Please check out my web site tribute to a fine Israeli-American athlete who was murdered by terrorist thugs, then trivialized in a recent film with the murders highlighted in horrific violence with the athletes reduced to a few seconds in a exploitative newsreel, and no speaking parts. The murderers where sympathetically portrayed as fine people with a cause of their own, to which we all owe an ear. As Gandhi said, "It is terrible to be but great to see."
www.starofdavid44.com
Star of David -
You might want to read an earlier post of mine. The athlete you refer to, weightlifter David Berger hy"d, studied at my alma mater, Columbia University. I was a junior when he was murdered; I walked around in a mournful daze for months afterward; I now recognize that I was going through bereavement without any of the supports that our community provides to people who lose close relatives. And "bereavement counseling" in the secular society hadn't been invented yet. I still cry when I think of him and the ten others - and I get mad as hell that we are still sleepwalking. What will it take to wake us up to the obvious fact that we are in a war for our existence as free people? Will we have to lose a city for the greater glory of Allah? Will even that wake us up?
www.obsessionthemovie.com
Israel should have responded sooner - It is Israel’s government fault for this escalation.
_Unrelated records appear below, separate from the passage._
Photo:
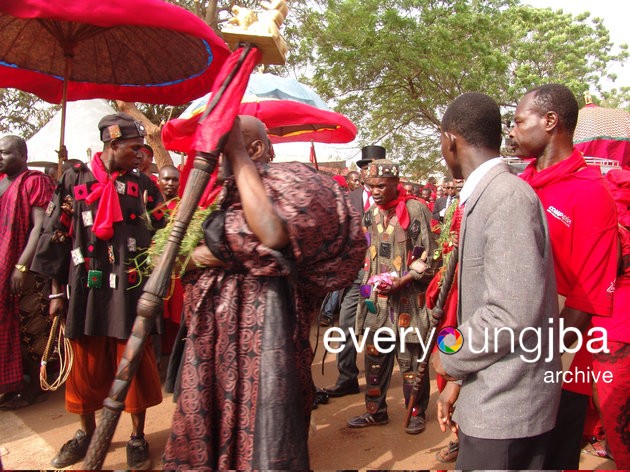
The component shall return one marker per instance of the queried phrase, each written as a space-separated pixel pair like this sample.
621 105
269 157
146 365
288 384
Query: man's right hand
57 307
446 406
For years the Arab population around and surrounding Israel has been bombing with rockets and suicide bombers.
Would the U.S. or any other country shown such restraint while its citizens are terrorized, the answer is absolutely not.
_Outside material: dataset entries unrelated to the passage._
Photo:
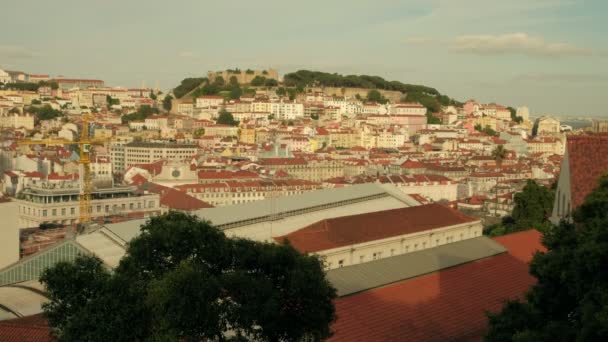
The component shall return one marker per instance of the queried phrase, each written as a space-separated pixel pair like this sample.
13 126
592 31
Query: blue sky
551 55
Israel chose restraint. The Arab world sees restrained as a sign of weakness and capitulation.
It is long overdue for Israel to take off the gloves and respond with extreme force and keep the pressure without relenting.
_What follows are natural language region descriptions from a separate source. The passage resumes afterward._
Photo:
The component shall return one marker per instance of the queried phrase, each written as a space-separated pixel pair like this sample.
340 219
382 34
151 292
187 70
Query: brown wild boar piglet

Do not worry about the media or world opinion. You do whatever you have to, to defend your country and its population.
People in the world respect those in power who defend their citizens and not weaklings, even though they may object initially.
If the Arab permit extremist to hide among civilians, they must bear the consequences, it is a right and an obligation to protect its citizens by any means available – no force is too small, extreme force and prejudice is required.
For every bullet a grenade, for every missile a bombardment. When Sharon was defense minister many years ago, that was the policy and it worked, it will work today also.
Anyone threatening the security will be expelled out of their homes and the greater Israel.
Jay Draiman
G*d d**n Jamal Al-Gashey and Abu Daoud to eternal HELL.
Why hasn't any reponsible citizen with a honest sense of civic duty killed them both? It's now been 36 years since the murder of the Israeli athletes which they took part in, and they have lived to boast about it all. Israel, wake up!